Аарон прислоняется ко мне, его теплое тело дрожит, когда он смеется сильнее.

— Больше пуков!

Так я и делаю. Позже, после того как свернула его рисунки в треугольники, и он спрятал их в карман своей толстовки, я достаю пастель и показываю ему части бабочки. Как она использует свой хоботок как соломинку, чтобы всасывать цветочный нектар. Как ее лапка состоит из пяти суставов, и как ее ступня, тарсус, может попробовать на вкус каждый лепесток цветка, на который бабочка садится. Ее яркие цвета обусловлены как пигментом, так и структурой, крошечные чешуйки покрывают ее крылья, как крышу дома. Переливчатые вспышки ее крыльев подобны оттенкам, отраженным в стеклянной призме, спектру радуги, преломляющейся синеве неба, перламутровому блеску масла на воде. Как она изысканна, и даже не подозревает об этом.

Аарон с восторгом слушает. От него пахнет чипсами и воском для мелков, шампунем Suave Ocean Spray, который он так и не смог до конца вымыть из волос. Мы даже уговорили Фрэнки прийти и нарисовать свою собственную версию Кролика Рэтти. Я шучу, а он смеется. Мое сердце сжимается в груди. То, что я чувствую к ним, раздувается внутри меня, пузырьки эмоций, которым трудно подобрать название.

Худое, жилистое тело Фрэнки прижимается к моему. Я думаю о тьме внутри нас обоих. О монстре с острыми зубами, разрывающем и раздирающем наши внутренности. О монстре, который заставляет нас набрасываться на всех, кто мог бы помочь.

Никто, кроме меня, не может бороться с моим монстром. Никто, кроме Фрэнки, не сможет справиться с его. Но я все еще могу быть рядом с ним. Я могу дать ему понять, что он не одинок. Я могу сказать ему, что стоит бороться со зверем, свернувшимся внутри него. Что он должен это сделать, иначе чудовище сожрет его заживо. Я буду говорить ему. Снова и снова.
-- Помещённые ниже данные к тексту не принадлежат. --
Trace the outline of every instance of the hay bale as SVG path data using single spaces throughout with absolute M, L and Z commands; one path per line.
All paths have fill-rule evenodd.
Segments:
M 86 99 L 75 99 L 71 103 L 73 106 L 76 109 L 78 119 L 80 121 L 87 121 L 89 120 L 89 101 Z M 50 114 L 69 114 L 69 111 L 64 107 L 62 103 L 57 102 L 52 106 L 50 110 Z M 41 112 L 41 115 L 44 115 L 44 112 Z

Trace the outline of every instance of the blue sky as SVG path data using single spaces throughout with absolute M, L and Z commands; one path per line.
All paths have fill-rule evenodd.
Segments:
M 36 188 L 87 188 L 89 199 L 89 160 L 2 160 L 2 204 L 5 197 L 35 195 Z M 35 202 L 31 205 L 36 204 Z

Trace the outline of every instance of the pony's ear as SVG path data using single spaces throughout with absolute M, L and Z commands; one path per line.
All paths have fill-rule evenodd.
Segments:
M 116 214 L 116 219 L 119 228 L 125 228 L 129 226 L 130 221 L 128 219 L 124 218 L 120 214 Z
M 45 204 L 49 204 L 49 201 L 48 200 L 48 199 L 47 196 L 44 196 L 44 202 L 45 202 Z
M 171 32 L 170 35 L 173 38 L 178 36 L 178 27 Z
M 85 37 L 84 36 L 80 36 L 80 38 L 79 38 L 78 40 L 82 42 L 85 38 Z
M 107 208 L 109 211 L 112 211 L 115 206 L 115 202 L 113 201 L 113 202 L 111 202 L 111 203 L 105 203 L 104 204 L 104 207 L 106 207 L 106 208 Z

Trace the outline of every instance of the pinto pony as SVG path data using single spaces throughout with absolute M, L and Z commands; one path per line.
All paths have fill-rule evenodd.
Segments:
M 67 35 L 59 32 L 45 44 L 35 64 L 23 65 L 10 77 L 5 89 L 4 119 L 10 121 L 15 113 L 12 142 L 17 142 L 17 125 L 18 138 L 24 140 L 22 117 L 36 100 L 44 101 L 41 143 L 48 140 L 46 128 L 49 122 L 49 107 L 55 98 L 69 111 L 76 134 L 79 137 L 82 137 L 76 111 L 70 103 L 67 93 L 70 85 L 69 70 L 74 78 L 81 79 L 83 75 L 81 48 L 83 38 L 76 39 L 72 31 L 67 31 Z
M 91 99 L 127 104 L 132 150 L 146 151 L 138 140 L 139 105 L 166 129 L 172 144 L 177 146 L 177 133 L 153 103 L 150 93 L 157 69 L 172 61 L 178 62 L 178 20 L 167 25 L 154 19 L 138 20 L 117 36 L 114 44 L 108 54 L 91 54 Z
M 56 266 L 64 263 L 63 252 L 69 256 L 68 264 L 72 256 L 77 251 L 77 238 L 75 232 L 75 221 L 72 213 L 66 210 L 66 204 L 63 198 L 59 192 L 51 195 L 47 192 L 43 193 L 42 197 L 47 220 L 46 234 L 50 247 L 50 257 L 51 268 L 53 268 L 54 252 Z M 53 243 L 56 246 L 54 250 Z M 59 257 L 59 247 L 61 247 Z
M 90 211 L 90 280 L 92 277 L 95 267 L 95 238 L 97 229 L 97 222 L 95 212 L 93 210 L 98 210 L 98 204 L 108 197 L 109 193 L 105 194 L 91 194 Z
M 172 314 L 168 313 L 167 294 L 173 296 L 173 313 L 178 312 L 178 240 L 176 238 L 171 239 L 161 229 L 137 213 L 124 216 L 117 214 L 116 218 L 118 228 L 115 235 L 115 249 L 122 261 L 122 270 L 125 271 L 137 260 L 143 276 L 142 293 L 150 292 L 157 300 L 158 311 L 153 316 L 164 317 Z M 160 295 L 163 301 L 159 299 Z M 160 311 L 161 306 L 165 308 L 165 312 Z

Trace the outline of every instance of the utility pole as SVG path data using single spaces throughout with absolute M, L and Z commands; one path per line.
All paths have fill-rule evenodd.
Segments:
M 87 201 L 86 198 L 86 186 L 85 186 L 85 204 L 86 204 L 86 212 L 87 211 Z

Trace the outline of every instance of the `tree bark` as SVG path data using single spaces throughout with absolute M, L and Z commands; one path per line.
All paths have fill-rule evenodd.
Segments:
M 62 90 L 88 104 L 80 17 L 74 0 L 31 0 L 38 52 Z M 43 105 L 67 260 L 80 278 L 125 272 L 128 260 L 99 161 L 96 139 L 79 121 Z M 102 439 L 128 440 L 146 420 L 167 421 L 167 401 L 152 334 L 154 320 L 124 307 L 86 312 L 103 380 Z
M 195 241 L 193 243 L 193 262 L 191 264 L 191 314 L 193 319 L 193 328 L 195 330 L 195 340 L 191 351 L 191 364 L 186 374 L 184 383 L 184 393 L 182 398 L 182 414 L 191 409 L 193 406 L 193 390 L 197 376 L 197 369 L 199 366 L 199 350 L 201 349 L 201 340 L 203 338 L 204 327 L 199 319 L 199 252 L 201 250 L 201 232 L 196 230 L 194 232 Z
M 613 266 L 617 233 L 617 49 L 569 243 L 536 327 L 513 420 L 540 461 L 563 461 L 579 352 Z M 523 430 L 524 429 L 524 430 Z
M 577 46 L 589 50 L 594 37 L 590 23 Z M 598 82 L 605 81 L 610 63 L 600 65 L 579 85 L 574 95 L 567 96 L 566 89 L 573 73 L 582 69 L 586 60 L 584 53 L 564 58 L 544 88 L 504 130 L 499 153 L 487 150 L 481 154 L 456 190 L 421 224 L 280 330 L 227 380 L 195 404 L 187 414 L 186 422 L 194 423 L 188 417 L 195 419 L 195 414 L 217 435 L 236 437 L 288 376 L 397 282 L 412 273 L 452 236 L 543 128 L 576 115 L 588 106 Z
Пока он, наконец, не поверит в это. Пока мы оба не поверим.

Глава 52

Я провожу столько времени с Арианной и Лукасом, сколько могу. Лукас приезжает и знакомится с тетей Элли и мальчиками. Он полностью покорил их своим непринужденным обаянием. Мы берем мальчиков, чтобы увидеть Зои Роуз, обнять ее, прижать к себе и окутать любовью, которую только можно вложить в ее маленькое тело. Лукас везет нас на крытый роликовый каток в Гранд-Рапидс. Мы скользим и падаем, и смеемся друг над другом до боли в боках.

Однажды после школы Лукас везет меня в кафе-мороженое «У Делии». На улице еще холодно, но в «Делии» есть изысканный кофе, капучино, эспрессо и так далее, и тому подобное. Кабинки лаймово-зеленого цвета с розовыми столешницами. Игрушечный электропоезд непрерывно бегает по рельсам, подвешенным к потолку.

Мы делим кабинку в задней части, за углом от шумных детей. Я пью коктейль с арахисовым маслом и шоколадной глазурью, а Лукас потягивает мокко латте. Наши ноги прижимаются друг к другу.

Лукас достает мамину розовую зажигалку и стучит ею по столешнице из керамики. Его рот напряжен.

Я прижимаюсь плечом к его плечу.

— Что случилось?

— Я солгал, раньше.

Я напрягаюсь.

— В каком смысле?

— Я сказал тогда, что смирился со смертью мамы. Я вел себя так, будто это меня не беспокоит, но это не правда. Иногда я чувствую себя ужасным человеком. Я здесь, живу своей жизнью, влюбляюсь, даже... — Мое сердце дергается от его слов, но он продолжает. — Я столько времени потратил в детстве, пытаясь сделать ее счастливой, пытаясь быть смешным и глупым и никогда не добавлять ей грусти. Какое-то время это получалось. Потом она заболела. И я обижаюсь на нее. Разве это не ужасно? — Он щелкает зажигалкой, то зажигая, то гася ее. — Это жестоко, да? Обижаться на кого-то, кто умирает, кто покидает меня навсегда.

Я сильнее прижимаю свою ногу к его ноге, пытаясь направить все тепло и утешение, на которое способна, прямо в его пропитанное печалью тело.

— Это хреново.

— Я бегаю не для развлечения. Я бегу, чтобы убежать от плохих чувств, которые мне не нравятся внутри себя.

— Я думаю, вполне нормально чувствовать себя так.

— Правда? — Его взгляд скользит по моему лицу, ища что-то.

— Да. — Наконец-то я ощущаю, что могу разглядеть его. И я хочу знать больше. Я хочу видеть все. Потому что знаю, Лукас понимает, хотя бы немного, тот зыбучий песок стыда — как быстро он уносит тебя вниз, как глубоко затягивает.